I got back to the ski patrol hut before 8:00, ready to eat the sandwich (plus the beer) I had brought up with me. The other folks were still out on their cone survey so we did not get to chat yet again as I was ready to hit the sack early. After a night of tossing and turning I was ready to get up when my alarm went off at 3:30. And I was off for another hike.

Not all the points are easy to reach--this is the actual trail to one of them

Not all the points are easy to reach–this is the actual trail to one of them

Scouting the points made easier it to find them in the early hours. I sat at each point for 20 minutes, according to the survey protocol, listening and looking for several bird species. I heard many of them and saw a couple birds to boot. It was a successful survey. I got to spend some quiet time (except for all that avian singing) on Mount Mansfield, getting fantastic views at three of the six points. By 8:00 I was done, and the singing slowed down. I took a few minutes to admire the beautiful state in which I live–the Worcester Range to the east, Lake Champlain to the west, the Green Mountains stretching north and south. The overcast skies cleared and the sun dappled the rolling green landscape. Hard not to appreciate that.
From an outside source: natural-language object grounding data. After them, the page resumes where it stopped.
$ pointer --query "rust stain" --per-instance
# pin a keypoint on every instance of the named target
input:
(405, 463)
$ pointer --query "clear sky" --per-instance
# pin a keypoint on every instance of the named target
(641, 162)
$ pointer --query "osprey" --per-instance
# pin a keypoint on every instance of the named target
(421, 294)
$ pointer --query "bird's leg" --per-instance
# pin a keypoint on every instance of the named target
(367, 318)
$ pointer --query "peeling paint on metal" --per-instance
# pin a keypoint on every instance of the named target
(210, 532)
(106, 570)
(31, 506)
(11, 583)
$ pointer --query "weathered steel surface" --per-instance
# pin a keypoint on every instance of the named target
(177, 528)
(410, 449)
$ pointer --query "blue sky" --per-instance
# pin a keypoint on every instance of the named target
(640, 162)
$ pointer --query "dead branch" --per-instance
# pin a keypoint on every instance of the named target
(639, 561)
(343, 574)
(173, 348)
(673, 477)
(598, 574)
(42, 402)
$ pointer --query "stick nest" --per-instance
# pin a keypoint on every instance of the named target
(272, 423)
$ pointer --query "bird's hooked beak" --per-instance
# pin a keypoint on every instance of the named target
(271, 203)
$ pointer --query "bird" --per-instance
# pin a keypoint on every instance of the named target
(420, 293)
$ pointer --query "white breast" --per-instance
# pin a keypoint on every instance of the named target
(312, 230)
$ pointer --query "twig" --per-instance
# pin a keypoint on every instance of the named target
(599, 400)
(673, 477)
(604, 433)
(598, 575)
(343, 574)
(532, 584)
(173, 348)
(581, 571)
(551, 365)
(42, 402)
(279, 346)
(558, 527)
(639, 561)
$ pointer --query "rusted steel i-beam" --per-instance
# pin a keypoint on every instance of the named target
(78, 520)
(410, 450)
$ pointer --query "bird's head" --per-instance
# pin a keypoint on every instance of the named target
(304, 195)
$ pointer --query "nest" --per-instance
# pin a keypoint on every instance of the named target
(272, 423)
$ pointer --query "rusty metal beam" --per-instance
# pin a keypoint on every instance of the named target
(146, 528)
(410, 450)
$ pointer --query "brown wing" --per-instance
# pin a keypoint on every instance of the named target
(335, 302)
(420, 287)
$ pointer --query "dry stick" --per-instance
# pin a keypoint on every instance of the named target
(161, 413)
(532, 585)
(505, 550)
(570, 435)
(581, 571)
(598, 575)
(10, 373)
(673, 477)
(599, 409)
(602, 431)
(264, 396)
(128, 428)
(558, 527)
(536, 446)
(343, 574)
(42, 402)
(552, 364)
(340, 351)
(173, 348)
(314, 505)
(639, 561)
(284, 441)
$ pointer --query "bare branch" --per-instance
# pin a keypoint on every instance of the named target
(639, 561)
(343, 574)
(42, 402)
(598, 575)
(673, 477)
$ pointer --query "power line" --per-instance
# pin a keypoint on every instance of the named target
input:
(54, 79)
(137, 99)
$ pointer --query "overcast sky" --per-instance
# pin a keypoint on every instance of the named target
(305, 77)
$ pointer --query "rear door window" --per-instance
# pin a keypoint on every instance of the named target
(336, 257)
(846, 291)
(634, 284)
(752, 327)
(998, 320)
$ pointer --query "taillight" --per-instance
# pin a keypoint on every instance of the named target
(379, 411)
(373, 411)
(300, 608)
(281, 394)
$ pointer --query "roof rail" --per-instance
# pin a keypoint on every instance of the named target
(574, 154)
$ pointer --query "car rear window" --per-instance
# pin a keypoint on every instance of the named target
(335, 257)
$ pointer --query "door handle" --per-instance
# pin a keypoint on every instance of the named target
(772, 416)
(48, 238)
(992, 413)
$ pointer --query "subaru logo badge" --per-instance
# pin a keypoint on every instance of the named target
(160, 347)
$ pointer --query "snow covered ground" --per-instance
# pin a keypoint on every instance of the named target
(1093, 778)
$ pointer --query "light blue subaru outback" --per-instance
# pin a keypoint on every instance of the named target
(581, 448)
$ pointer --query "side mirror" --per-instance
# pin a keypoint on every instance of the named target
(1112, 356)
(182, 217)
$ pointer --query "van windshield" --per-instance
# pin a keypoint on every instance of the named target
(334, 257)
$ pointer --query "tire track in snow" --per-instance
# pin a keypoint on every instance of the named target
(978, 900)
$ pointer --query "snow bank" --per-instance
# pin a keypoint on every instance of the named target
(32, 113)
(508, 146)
Morning view from Mount Mansfield ridge

Morning view from Mount Mansfield ridge

Back at my car I changed from synthetic clothes to cotton and headed down the hill. I hadn’t even broken a sweat for this survey; sure I hiked less than my other route, but the weather was pretty much ideal. I stopped for a bagel in Stowe on the way home, mingling my unshaven mug with those of diners just risen for the day. I had already put in a good day’s work. Coffee in hand, I headed back home, the songs of thrushes and warblers dancing around in my tired brain.